# Project: Wrangling and Analyze Data

## Data Gathering
In the cell below, gather **all** three pieces of data for this project and load them in the notebook. **Note:** the methods required to gather each data are different.
1. Directly download the WeRateDogs Twitter archive data (twitter_archive_enhanced.csv)

In [1]:
import pandas as pd
import numpy as np
twitter_archive = pd.read_csv('twitter-archive-enhanced.csv')
df_1 = twitter_archive

In [None]:
df_1.head()

2. Use the Requests library to download the tweet image prediction (image_predictions.tsv)

In [None]:
import requests
import os
folder_name = 'image_predictions'
if not os.path.exists(folder_name):
 os.makedirs(folder_name)
url = 'https://d17h27t6h515a5.cloudfront.net/topher/2017/August/599fd2ad_image-predictions/image-predictions.tsv'
response = requests.get(url)
with open(os.path.join(folder_name, url.split('/')[-1]), mode = 'wb') as file:
 file.write(response.content)
os.listdir(folder_name)

In [None]:
image_predictions = pd.read_csv('image_predictions//image-predictions.tsv', sep='\t')
df_2 = image_predictions
df_2.head()

3. Use the Tweepy library to query additional data via the Twitter API (tweet_json.txt)

In [None]:
# NOTE TO REVIEWER: this student was unable to get approval from Twitter,
# as such is using the downloaded tweet provided by Udacity
import json
tweet_list = []
with open('tweet_json .txt', 'r') as file:
     for line in file:
        tweet_id = json.loads(line)['id']
        retweet_count = json.loads(line)['retweet_count']
        favorite_count = json.loads(line)['favorite_count']
        tweet_list.append({'tweet_id': tweet_id, 'retweet_count': retweet_count, 'favorite_count': favorite_count})
tweet_list = pd.DataFrame(tweet_list, columns=['tweet_id', 'retweet_count', 'favorite_count'])

In [None]:
df_3 = tweet_list
df_3.head()

## Assessing Data
In this section, detect and document at least **eight (8) quality issues and two (2) tidiness issue**. You must use **both** visual assessment
programmatic assessement to assess the data.

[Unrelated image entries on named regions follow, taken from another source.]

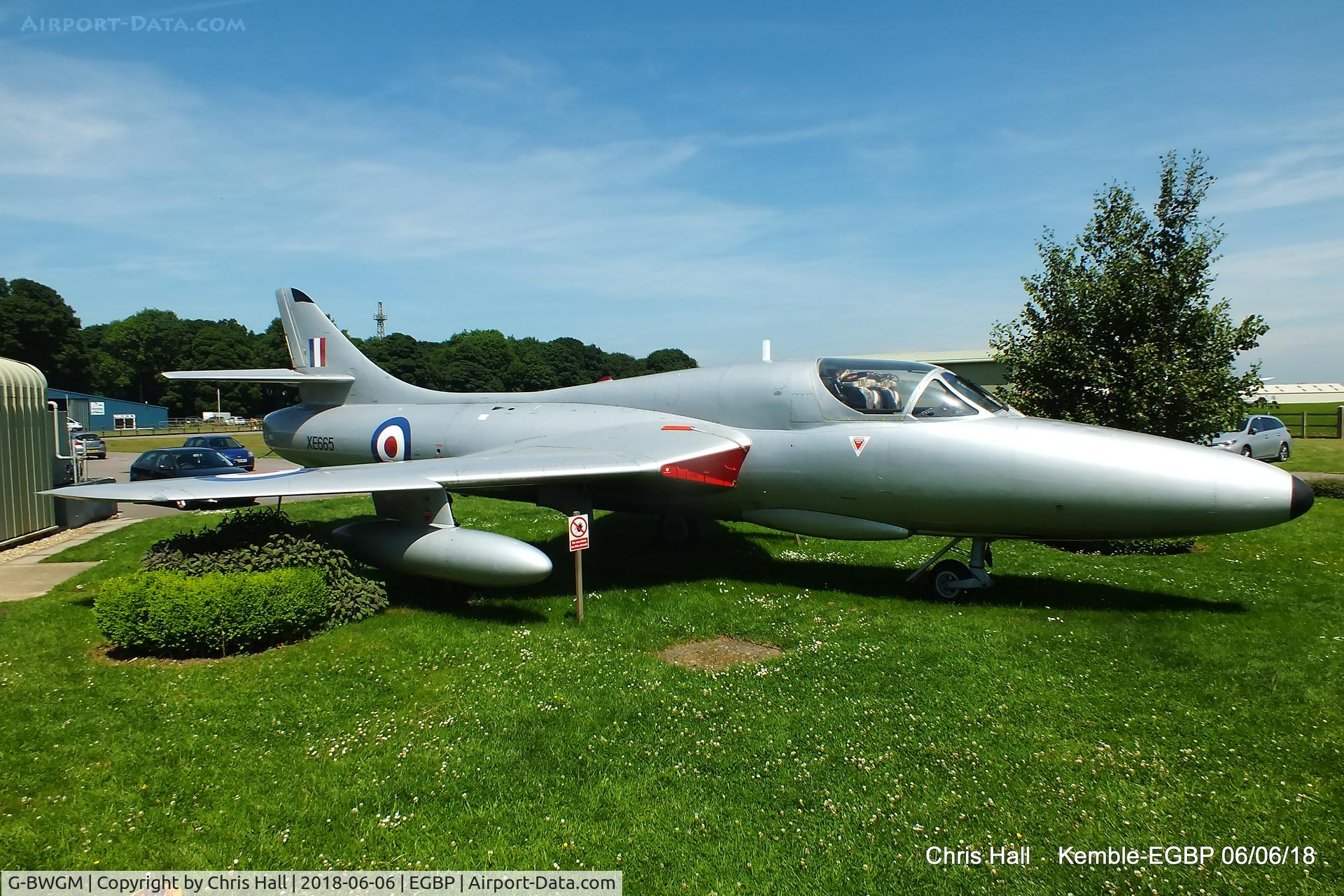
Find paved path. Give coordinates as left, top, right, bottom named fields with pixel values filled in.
left=0, top=517, right=136, bottom=602
left=0, top=451, right=318, bottom=602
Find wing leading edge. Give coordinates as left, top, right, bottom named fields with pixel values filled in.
left=164, top=367, right=355, bottom=386
left=43, top=430, right=750, bottom=504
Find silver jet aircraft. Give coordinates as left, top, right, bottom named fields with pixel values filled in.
left=50, top=288, right=1312, bottom=596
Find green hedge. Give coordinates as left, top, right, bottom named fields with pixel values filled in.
left=1306, top=479, right=1344, bottom=498
left=141, top=509, right=388, bottom=624
left=92, top=570, right=329, bottom=657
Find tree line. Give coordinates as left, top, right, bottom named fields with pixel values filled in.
left=0, top=279, right=696, bottom=416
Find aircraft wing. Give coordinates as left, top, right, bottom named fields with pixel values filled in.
left=43, top=427, right=750, bottom=504
left=164, top=367, right=355, bottom=386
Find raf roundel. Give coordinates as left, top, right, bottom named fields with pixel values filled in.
left=370, top=416, right=412, bottom=461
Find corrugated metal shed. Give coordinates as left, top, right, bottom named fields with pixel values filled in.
left=47, top=388, right=168, bottom=430
left=0, top=357, right=57, bottom=545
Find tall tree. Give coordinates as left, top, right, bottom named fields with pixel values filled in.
left=0, top=278, right=89, bottom=388
left=989, top=150, right=1268, bottom=440
left=102, top=307, right=193, bottom=410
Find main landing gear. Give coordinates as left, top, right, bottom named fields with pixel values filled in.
left=906, top=538, right=995, bottom=599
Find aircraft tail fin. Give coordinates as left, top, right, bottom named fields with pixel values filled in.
left=276, top=286, right=426, bottom=405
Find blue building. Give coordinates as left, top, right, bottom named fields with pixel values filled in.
left=47, top=387, right=168, bottom=430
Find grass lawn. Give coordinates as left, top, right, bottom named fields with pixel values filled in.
left=1278, top=440, right=1344, bottom=473
left=0, top=498, right=1344, bottom=893
left=104, top=433, right=270, bottom=456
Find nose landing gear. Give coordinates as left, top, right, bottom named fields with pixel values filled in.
left=906, top=538, right=995, bottom=599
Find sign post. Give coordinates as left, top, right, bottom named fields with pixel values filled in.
left=570, top=513, right=589, bottom=622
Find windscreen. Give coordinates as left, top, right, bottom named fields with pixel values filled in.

**Note:** pay attention to the following key points when you access the data.

* You only want original ratings (no retweets) that have images. Though there are 5000+ tweets in the dataset, not all are dog ratings and some are retweets.
* Assessing and cleaning the entire dataset completely would require a lot of time, and is not necessary to practice and demonstrate your skills in data wrangling. Therefore, the requirements of this project are only to assess and clean at least 8 quality issues and at least 2 tidiness issues in this dataset.
* The fact that the rating numerators are greater than the denominators does not need to be cleaned. This [unique rating system](http://knowyourmeme.com/memes/theyre-good-dogs-brent) is a big part of the popularity of WeRateDogs.
* You do not need to gather the tweets beyond August 1st, 2017. You can, but note that you won't be able to gather the image predictions for these tweets since you don't have access to the algorithm used.



In [None]:
df_1.info()

In [None]:
df_1.describe()

In [None]:
df_2.info()

In [None]:
df_2.describe()

In [None]:
df_3.info()

In [None]:
df_3.describe()

### Quality issues
1.The retweeted status_id, retweeted status user_id and retweeted status timestamp columns will be removed since they are all retweeted and we do not need the retweeted values.
2.The timestamp column that has a datatype of object should be changed to a timestamp datatype

3.All the different dog names that are not correct should be removed

4.Change all the tweet_id from the tables to a datatype of string or object

5.Ratings without images should be removed due to the project rules

6.none values should be removed and replaced with null

7.some ratings are not correct

8.some dog names are represented as none in the df_1 table

9.The in_reply to status_id and in-reply to user-id should be removed

### Tidiness issues
1.According to the project rules the retweeted columns will not be needed after we get rid of the retweeted portions

2.In the df_1 table, the dog stages should be in one column because variables should be in columns and observation in rows

## Cleaning Data
In this section, clean **all** of the issues you documented while assessing. 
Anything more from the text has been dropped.